The goods distribution industry is in a state of controlled disruption, according to a new study by Cushman & Wakefield. Challenges and shifts, such as marine terminal closures, driver shortages, new ocean carrier alliances, Panama Canal issues and others have created an increasingly complex environment.
In their mid-year update on North American ports and transportation published by “Ship – Shore – To Your Front Door” the company explores the sector’s ongoing transition and the resulting opportunities.
The company outlined some trends and predictions:
- New truck orders are at a four-year low. Class 8 truck orders decreased 34% year over year in June, to lowest monthly total since July 2012.
- Surface freight shipments in May were the highest all year. But still 5.8% lower than 2015 and 7% lower than levels in May 2014.
- High inventories also depressed demand, further extending replenishment cycles • Lower fuel surcharges squeeze revenue at top 25 LTLs.
- Regional LTL carriers are building last mile/cross-dock terminals, expanding into new territories and winning market share (Schneider acquired Watkins & Shepard in June 2016).
- Many expect a strong rebound in the OTR freight economy, in the second half of 2016.
- E-commerce last-mile deliveries of furniture and appliances are the fastest-growing segment. These over-dimensional products bypass parcel networks.
- Walmart and Home Depot experiment with Uber, Lyft and Deliv to serve last mile from store LTL and will still handle the line haul and over time will sync with last-mile startups for on- demand delivery service.

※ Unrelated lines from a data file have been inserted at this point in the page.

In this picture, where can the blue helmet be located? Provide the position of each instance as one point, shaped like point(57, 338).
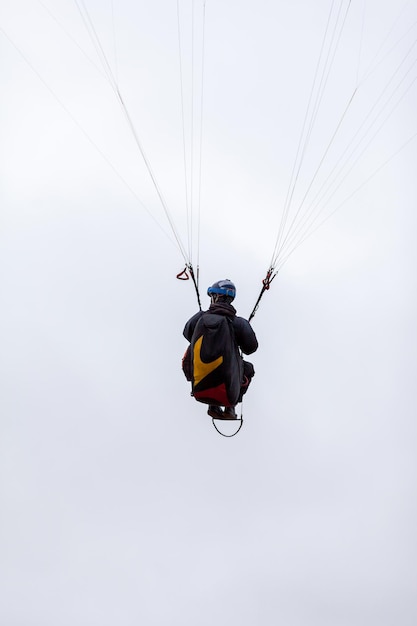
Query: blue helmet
point(223, 288)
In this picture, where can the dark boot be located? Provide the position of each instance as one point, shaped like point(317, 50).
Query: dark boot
point(215, 411)
point(229, 413)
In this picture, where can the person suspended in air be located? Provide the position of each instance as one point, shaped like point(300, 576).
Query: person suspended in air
point(212, 362)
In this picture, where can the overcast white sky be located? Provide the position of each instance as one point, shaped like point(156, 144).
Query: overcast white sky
point(119, 502)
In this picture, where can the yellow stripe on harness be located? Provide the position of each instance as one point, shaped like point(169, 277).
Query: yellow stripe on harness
point(201, 369)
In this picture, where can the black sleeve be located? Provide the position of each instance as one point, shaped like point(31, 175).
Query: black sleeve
point(245, 335)
point(190, 325)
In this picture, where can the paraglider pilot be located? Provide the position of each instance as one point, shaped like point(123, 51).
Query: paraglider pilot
point(213, 363)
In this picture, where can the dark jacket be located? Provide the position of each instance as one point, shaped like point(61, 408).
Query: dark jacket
point(244, 334)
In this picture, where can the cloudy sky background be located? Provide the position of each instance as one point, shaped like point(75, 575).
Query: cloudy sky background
point(119, 501)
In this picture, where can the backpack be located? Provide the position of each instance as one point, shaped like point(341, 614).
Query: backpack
point(216, 370)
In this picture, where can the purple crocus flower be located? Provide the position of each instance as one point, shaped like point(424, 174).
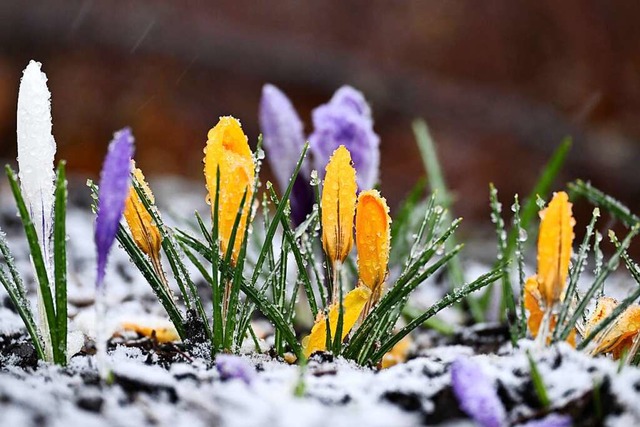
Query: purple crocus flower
point(552, 420)
point(346, 120)
point(114, 189)
point(476, 394)
point(283, 138)
point(234, 367)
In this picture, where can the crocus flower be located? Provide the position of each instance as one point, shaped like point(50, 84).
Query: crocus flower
point(283, 139)
point(338, 205)
point(353, 304)
point(373, 238)
point(544, 290)
point(619, 337)
point(234, 367)
point(114, 188)
point(346, 120)
point(476, 394)
point(228, 151)
point(145, 233)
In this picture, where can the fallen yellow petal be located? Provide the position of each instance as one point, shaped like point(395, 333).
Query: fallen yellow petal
point(145, 233)
point(354, 303)
point(398, 354)
point(228, 149)
point(554, 247)
point(338, 205)
point(163, 333)
point(373, 236)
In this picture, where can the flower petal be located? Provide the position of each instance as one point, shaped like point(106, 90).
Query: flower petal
point(114, 188)
point(354, 303)
point(338, 205)
point(554, 247)
point(145, 233)
point(346, 120)
point(228, 149)
point(373, 236)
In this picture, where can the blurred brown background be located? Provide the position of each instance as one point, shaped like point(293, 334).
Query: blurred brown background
point(500, 82)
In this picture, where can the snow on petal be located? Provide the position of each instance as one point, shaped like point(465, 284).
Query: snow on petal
point(114, 188)
point(36, 150)
point(338, 205)
point(145, 233)
point(373, 237)
point(477, 394)
point(228, 150)
point(346, 120)
point(554, 247)
point(354, 303)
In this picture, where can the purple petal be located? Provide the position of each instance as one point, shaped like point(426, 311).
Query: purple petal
point(476, 394)
point(283, 139)
point(552, 420)
point(346, 120)
point(114, 188)
point(234, 367)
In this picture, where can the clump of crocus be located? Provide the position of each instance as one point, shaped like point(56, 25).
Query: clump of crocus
point(544, 291)
point(144, 231)
point(345, 120)
point(228, 159)
point(372, 239)
point(114, 188)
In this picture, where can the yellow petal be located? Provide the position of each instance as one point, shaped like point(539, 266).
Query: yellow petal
point(338, 205)
point(532, 305)
point(354, 303)
point(144, 231)
point(398, 354)
point(554, 247)
point(373, 238)
point(618, 338)
point(228, 149)
point(163, 333)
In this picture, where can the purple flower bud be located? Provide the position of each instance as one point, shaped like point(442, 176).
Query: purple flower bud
point(283, 139)
point(234, 367)
point(114, 189)
point(346, 120)
point(476, 394)
point(552, 420)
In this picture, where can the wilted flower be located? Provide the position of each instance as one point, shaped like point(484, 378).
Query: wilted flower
point(228, 151)
point(618, 337)
point(234, 367)
point(338, 205)
point(476, 394)
point(346, 120)
point(114, 188)
point(353, 304)
point(373, 237)
point(544, 290)
point(145, 233)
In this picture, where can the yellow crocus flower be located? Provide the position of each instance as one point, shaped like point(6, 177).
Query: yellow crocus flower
point(144, 231)
point(544, 290)
point(373, 237)
point(228, 149)
point(338, 205)
point(353, 304)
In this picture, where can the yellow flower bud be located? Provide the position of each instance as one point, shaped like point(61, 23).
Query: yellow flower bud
point(228, 149)
point(353, 304)
point(373, 237)
point(338, 205)
point(145, 233)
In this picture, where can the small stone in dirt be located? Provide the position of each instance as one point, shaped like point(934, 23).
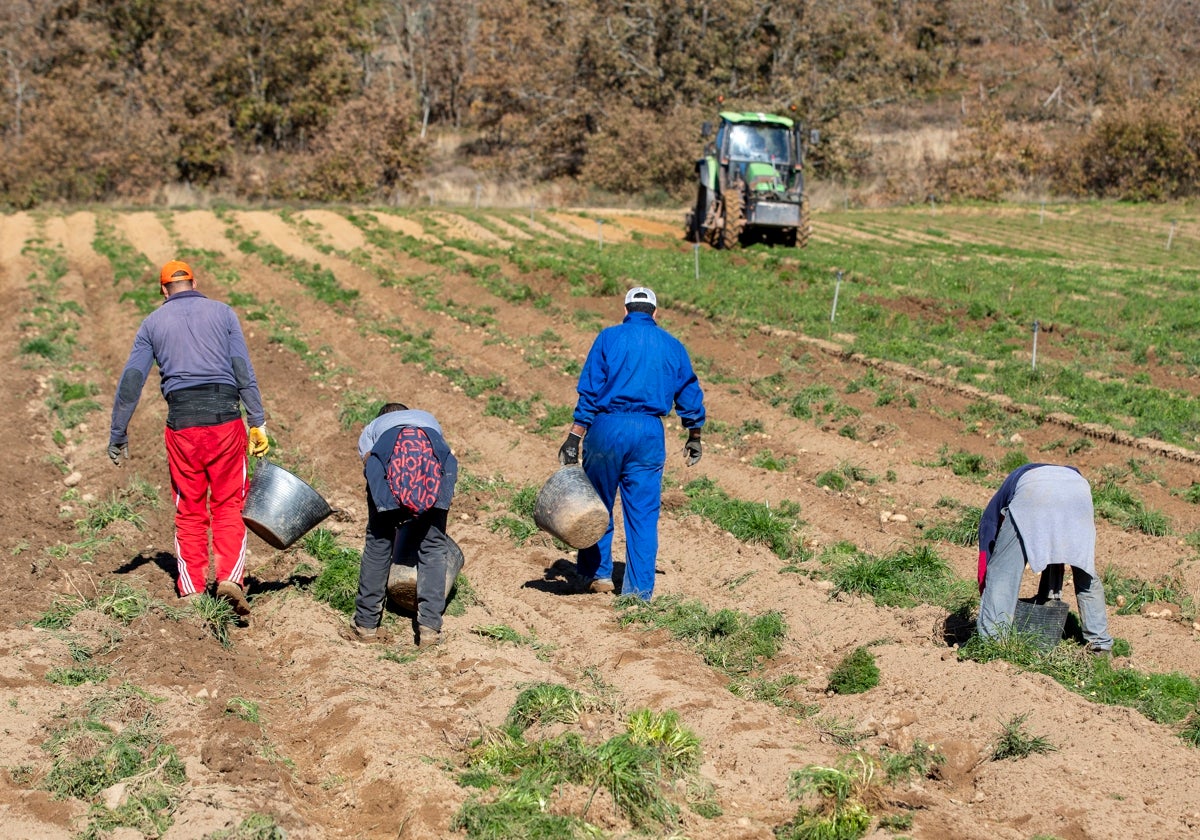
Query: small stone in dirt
point(114, 796)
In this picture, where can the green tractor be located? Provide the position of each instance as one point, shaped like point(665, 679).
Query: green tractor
point(751, 184)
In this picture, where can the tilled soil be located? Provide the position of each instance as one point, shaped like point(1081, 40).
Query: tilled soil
point(353, 744)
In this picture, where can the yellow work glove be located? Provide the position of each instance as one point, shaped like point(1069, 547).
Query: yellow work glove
point(258, 442)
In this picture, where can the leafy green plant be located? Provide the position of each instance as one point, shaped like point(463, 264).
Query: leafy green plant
point(115, 599)
point(640, 769)
point(1191, 731)
point(1126, 510)
point(1015, 743)
point(216, 615)
point(1162, 697)
point(841, 731)
point(337, 582)
point(919, 760)
point(102, 515)
point(544, 703)
point(78, 676)
point(856, 673)
point(90, 756)
point(255, 827)
point(832, 801)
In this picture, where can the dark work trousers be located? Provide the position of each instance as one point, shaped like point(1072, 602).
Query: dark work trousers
point(427, 534)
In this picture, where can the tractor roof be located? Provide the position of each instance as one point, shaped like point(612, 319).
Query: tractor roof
point(750, 117)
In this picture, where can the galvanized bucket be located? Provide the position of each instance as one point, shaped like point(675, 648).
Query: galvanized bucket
point(402, 577)
point(1043, 622)
point(281, 508)
point(569, 508)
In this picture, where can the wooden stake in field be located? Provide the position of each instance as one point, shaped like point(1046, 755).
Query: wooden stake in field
point(837, 288)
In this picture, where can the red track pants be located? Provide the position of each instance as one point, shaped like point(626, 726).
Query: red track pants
point(209, 474)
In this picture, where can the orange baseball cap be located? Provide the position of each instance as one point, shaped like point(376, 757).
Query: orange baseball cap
point(174, 271)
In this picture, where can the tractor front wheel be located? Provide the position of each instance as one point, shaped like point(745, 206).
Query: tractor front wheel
point(733, 211)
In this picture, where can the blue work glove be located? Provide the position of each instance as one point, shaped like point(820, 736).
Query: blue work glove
point(569, 453)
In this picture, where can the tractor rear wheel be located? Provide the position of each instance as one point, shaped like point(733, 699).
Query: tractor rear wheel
point(733, 210)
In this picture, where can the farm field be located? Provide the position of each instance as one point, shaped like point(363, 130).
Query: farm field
point(835, 435)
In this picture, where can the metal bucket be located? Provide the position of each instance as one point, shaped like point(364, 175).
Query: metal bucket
point(569, 508)
point(402, 577)
point(281, 508)
point(1042, 622)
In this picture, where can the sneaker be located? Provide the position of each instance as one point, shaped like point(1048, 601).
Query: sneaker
point(353, 633)
point(235, 595)
point(426, 637)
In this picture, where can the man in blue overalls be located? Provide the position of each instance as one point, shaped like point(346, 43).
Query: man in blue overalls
point(635, 373)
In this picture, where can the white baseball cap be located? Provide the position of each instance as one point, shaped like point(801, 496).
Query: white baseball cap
point(640, 294)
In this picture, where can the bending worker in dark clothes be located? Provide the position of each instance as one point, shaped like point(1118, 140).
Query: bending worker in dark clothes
point(403, 450)
point(1041, 515)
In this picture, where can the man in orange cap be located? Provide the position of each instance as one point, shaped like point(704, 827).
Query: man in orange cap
point(205, 378)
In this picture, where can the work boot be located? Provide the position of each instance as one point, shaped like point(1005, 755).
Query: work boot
point(353, 633)
point(235, 595)
point(426, 637)
point(598, 585)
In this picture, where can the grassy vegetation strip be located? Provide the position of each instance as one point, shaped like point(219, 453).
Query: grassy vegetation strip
point(1170, 699)
point(906, 577)
point(126, 773)
point(973, 316)
point(642, 771)
point(778, 528)
point(729, 640)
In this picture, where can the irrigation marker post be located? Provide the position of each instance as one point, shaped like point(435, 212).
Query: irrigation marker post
point(837, 288)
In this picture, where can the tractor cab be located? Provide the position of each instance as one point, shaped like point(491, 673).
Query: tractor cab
point(750, 183)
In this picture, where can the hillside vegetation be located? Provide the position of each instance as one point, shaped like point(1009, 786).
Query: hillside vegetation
point(354, 100)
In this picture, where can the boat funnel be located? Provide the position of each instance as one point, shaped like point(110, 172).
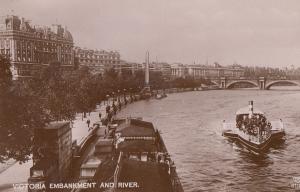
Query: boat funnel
point(250, 109)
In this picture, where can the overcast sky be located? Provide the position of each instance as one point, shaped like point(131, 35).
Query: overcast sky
point(249, 32)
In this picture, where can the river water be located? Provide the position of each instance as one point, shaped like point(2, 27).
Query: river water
point(190, 124)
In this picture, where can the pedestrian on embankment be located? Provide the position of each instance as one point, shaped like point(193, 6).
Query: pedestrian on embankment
point(88, 122)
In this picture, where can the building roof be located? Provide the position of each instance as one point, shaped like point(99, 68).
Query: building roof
point(245, 110)
point(56, 124)
point(150, 176)
point(104, 142)
point(136, 128)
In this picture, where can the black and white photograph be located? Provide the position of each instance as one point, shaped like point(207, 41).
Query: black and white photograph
point(149, 95)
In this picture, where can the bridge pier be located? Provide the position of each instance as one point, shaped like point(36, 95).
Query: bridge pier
point(262, 83)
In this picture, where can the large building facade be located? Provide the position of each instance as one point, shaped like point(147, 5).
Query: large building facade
point(97, 61)
point(30, 47)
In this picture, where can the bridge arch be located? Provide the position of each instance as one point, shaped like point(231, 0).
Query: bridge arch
point(270, 84)
point(230, 84)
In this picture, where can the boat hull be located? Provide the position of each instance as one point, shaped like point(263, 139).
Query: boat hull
point(276, 136)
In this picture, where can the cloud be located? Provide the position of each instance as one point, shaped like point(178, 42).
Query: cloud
point(250, 32)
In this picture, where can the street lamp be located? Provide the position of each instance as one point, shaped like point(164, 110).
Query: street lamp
point(107, 97)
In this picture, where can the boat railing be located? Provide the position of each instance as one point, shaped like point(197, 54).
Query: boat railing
point(277, 125)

Times are changing,” explained Cushman & Wakefield’s Kevin Turner, SIOR, "Stakeholders are charting a new way forward with automation, supply chain transparency, new port labor contracts, technological advances, congressional support and stabilizing fuel costs. “Occupiers and landlords are positioning with logistics partners to increase profits and delivery metrics, alleviating supply chain bottlenecks with scalable real estate solutions.”